Data were collected and made available by
Dr. Kristen Gorman and the Palmer Station Long Term Ecological
Research (LTER) Program.

```{r, echo = TRUE}
library(palmerpenguins)
penguins
```


## Other Sources and Forms of Data

The [Data Sources link](`r WLNK("datasources.html")`) contains
pointers to a range of different data sources.

Data is available in many forms.

Some are intended for human reading or editing:

* Text files in various formats.

* Excel spreadsheets.

* Tables in web pages.

* Tables in PDF files.

Other forms are designed for reading by programs but may still be
human readable:

* CSV files.

* Json and GeoJson files.

* Web APIs.

In some cases data has been wrapped in R packages, or an R package is
available for working with a specific API.

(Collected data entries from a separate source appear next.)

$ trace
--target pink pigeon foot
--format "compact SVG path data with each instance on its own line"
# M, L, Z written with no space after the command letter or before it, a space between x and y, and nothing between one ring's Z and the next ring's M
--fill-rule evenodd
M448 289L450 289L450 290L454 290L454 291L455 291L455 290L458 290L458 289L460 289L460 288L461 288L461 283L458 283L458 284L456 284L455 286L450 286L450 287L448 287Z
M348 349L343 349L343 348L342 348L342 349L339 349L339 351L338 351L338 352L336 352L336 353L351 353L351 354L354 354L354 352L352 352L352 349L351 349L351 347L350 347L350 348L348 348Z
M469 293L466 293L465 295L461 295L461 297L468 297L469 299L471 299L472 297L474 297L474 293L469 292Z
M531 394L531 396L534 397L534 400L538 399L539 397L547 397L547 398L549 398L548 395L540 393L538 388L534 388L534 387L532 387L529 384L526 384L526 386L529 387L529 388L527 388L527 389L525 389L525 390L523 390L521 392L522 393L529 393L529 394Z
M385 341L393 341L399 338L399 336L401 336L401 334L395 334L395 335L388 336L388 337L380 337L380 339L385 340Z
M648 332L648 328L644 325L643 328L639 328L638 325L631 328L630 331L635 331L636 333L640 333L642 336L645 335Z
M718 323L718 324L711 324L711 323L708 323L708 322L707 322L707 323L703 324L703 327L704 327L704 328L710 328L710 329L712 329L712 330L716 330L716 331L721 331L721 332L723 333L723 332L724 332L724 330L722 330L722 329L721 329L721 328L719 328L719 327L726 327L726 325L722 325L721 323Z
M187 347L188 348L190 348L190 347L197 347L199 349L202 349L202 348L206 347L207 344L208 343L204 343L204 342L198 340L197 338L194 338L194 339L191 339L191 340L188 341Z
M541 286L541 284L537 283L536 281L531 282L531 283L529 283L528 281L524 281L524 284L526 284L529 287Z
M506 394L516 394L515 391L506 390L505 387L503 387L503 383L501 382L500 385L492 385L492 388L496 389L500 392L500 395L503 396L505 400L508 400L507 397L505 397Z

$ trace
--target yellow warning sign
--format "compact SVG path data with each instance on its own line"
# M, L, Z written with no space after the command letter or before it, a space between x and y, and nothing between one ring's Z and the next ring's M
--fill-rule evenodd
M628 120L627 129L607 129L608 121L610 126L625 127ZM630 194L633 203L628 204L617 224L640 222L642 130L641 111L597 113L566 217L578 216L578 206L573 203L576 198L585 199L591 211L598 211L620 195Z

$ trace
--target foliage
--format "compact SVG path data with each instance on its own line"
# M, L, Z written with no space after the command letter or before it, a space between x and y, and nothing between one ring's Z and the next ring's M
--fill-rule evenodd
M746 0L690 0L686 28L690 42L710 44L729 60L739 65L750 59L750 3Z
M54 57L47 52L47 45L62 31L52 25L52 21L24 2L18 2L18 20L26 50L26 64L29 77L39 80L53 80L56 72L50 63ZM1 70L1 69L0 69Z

Some tools that are available for human-friendly forms:

* Text files: `read.table`, `readr::read_table`, `readLines`.
* Excel: `readxl::read_xls`
* Web pages: `rvest` package.

Some tools for machine-friendly forms:

* CSV files: `read.csv`, `readr::read_csv`.
* Json: `jsonlite::fromJSON`.
* Web APIs: `httr` package.


### Example: Reading a table from Wikipedia

<!-- from Rafa's book -->
A Wikipedia page ([permanent link to an older
version from 2017](https://en.wikipedia.org/w/index.php?title=Gun_violence_in_the_United_States_by_state&direction=prev&oldid=810166167))
contains a table with data on gun murders in the US by states.

```{r, eval = FALSE}
url <- paste0("https://en.wikipedia.org/w/index.php?title=",
              "Gun_violence_in_the_United_States_by_state&",
              "direction=prev&oldid=810166167")
library(tidyverse)
library(rvest)
h <- read_html(url)
tbs <- html_table(html_nodes(h, "table"))
murders <- tbs[[1]]
names(murders) <- c("state", "pop", "murders", "rate")
murders <- mutate(murders,
                  across(2 : 3, function(x) as.numeric(gsub(",", "", x))))
p <- ggplot(murders, aes(x = pop, y = murders))
p + geom_point()
library(plotly)
ggplotly(p + geom_point(aes(text = state)))
```


### Example: National Weather Service Data for Iowa City

Current weather data is available in JSON format from

<https://forecast.weather.gov/MapClick.php?lat=41.7&lon=-91.5&FcstType=json>

Getting current temperature:

```{r, eval = FALSE}
icurl <-
    "http://forecast.weather.gov/MapClick.php?lat=41.7&lon=-91.5&FcstType=json"
icjson <- jsonlite::fromJSON(icurl)
icjson$currentobservation$Temp
```


### Example: Local Area Unemployment Statistics

The Bureau of Labor Statistics provides [data on
unemployment](https://www.bls.gov/lau/) by county for the most recent
14 months at

Previously these data were made available as text files that can be
read using a `read.table`; data from 2023 is available locally at

<https://homepage.divms.uiowa.edu/~luke/data/laus/laucntycur14-2023.txt>

Current data is available at

<https://www.bls.gov/web/metro/laucntycur14.zip>

This contains and Excel spreadsheet.


### Example: Test Scores in an Excel Spreadsheet

A simple Excel file is available in the `dslabs` package ([GitHub
source](https://github.com/rafalab/dslabs/blob/master/inst/extdata/2010_bigfive_regents.xls?raw=true)):

```{r, eval = FALSE}
score_file <-
    system.file("extdata", "2010_bigfive_regents.xls", package = "dslabs")
readxl::read_xls(score_file)
```

[More complicated files](https://stat.uiowa.edu/~luke/data/Arrivals-2017-01-06.xls) will need more processing.


## Reading

More information on data import is provided in the chapter [_Data
Import_](https://r4ds.hadley.nz/data-import.html) of [_R for Data
Science_](https://r4ds.hadley.nz).

Another reference is the chapter [_Importing
Data_](https://rafalab.dfci.harvard.edu/dsbook-part-1/R/importing-data.html) in
[_Introduction to Data Science: Data Analysis and Prediction
Algorithms with R_](https://rafalab.dfci.harvard.edu/dsbook-part-1/).


## Exercises

1. Read in the Playfair data using the `read.table` function and tidy
   the result using the `rownames_to_column` function from the
   `tibble` package.

<!--
Playfair <- read.table("http://www.stat.uiowa.edu/~luke/data/Playfair")
rownames_to_column(Playfair, "city")
-->

2. The variables `site`, `variety`, and `year` in the `barley` data
   set are _factors_.  How many _levels_ do each of these variables
   have? [You can use the functions `levels` and `length`.]